Moody’s added: “Insurers, which currently account for the bulk of the personal pension market, will benefit from expanding their primarily domestic activities to cross-border distribution in the EU, taking advantage of scale and asset pooling.”
An EY-authored study for the European Commission has forecast that personal pension assets could grow from €700m as of 2017 to €3.5trn by 2030.
Moody’s highlighted the EU’s 243m working-age citizens, and said the PEPP was likely to appeal to people who “work in an EU country other than their state of residence, and those that live in an EU country other than their state of citizenship”. The product could also be of interest to self-employed workers, the agency said.
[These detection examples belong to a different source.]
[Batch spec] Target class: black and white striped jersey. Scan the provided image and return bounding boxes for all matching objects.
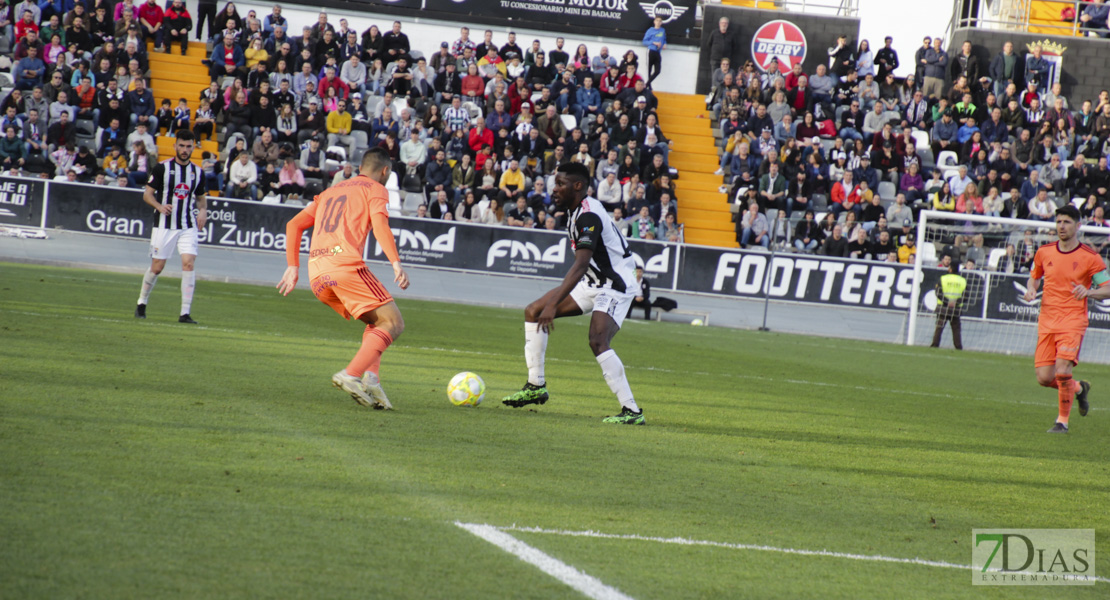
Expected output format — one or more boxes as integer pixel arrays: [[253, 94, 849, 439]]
[[567, 197, 639, 293], [147, 159, 208, 230]]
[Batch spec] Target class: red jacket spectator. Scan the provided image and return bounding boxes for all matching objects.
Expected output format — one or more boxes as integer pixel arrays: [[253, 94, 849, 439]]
[[508, 83, 532, 116], [317, 77, 351, 99], [833, 181, 859, 209], [16, 14, 38, 41], [139, 2, 165, 28], [618, 73, 644, 90], [462, 75, 485, 99], [468, 119, 493, 152]]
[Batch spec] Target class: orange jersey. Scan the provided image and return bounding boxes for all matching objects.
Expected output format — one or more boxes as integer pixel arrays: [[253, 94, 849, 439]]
[[285, 175, 400, 279], [1030, 243, 1107, 334]]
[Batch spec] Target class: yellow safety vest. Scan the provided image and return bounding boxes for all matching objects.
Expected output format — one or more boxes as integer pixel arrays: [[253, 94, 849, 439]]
[[937, 273, 968, 306]]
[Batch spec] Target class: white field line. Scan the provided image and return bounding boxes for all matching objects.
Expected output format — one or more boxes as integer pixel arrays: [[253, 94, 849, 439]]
[[497, 525, 1110, 583], [455, 521, 634, 600], [2, 309, 1110, 411]]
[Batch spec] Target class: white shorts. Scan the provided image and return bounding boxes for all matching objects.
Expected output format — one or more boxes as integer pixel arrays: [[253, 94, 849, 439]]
[[150, 227, 196, 261], [571, 281, 636, 327]]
However, data from Eurostat – the EU’s statistics bureau – show that just 0.9% of the EU’s population commuted across national borders for work in 2015.
PEPPs will be overseen by the European Insurance and Occupational Pensions Authority and include a “clear set of information” for each user, according to the European Parliament.
In addition, investors will be required to take financial advice before accessing PEPPs “to make sure savers know what they are buying and what they may expect”.
The “basic option” PEPP will have a cost cap of 1%, with investors given options for the investment risk level they want and the ability to switch providers, with switching costs also capped.